3. Now where there are no parts, there can be neither extension nor form [figure] nor divisibility. These Monads are the real atoms of nature and, in a word, the elements of things.
4. No dissolution of these elements need be feared, and there is no conceivable way in which a simple substance can be destroyed by natural means. (Theod. 89.)
5. For the same reason there is no conceivable way in which a simple substance can come into being by natural means, since it cannot be formed by the combination of parts [composition].
6. Thus it may be said that a Monad can only come into being or come to an end all at once; that is to say, it can come into being only by creation and come to an end only by annihilation, while that which is compound comes into being or comes to an end by parts.
7. Further, there is no way of explaining how a Monad can be altered in quality or internally changed by any other created thing; since it is impossible to change the place of anything in it or to conceive in it any internal motion which could be produced, directed, increased or diminished therein, although all this is possible in the case of compounds, in which there are changes among the parts.
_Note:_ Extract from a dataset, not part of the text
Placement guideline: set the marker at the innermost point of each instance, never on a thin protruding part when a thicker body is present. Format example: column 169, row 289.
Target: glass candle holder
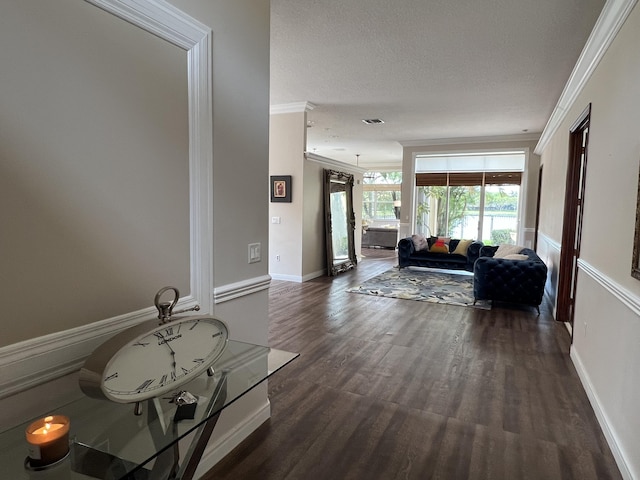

The Monads have no windows, through which anything could come in or go out. Accidents cannot separate themselves from substances nor go about outside of them, as the ‘sensible species’ of the Scholastics used to do. Thus neither substance nor accident can come into a Monad from outside.
8. Yet the Monads must have some qualities, otherwise they would not even be existing things. And if simple substances did not differ in quality, there would be absolutely no means of perceiving any change in things. For what is in the compound can come only from the simple elements it contains, and the Monads, if they had no qualities, would be indistinguishable from one another, since they do not differ in quantity. Consequently, space being a plenum, each part of space would always receive, in any motion, exactly the equivalent of what it already had, and no one state of things would be discernible from another.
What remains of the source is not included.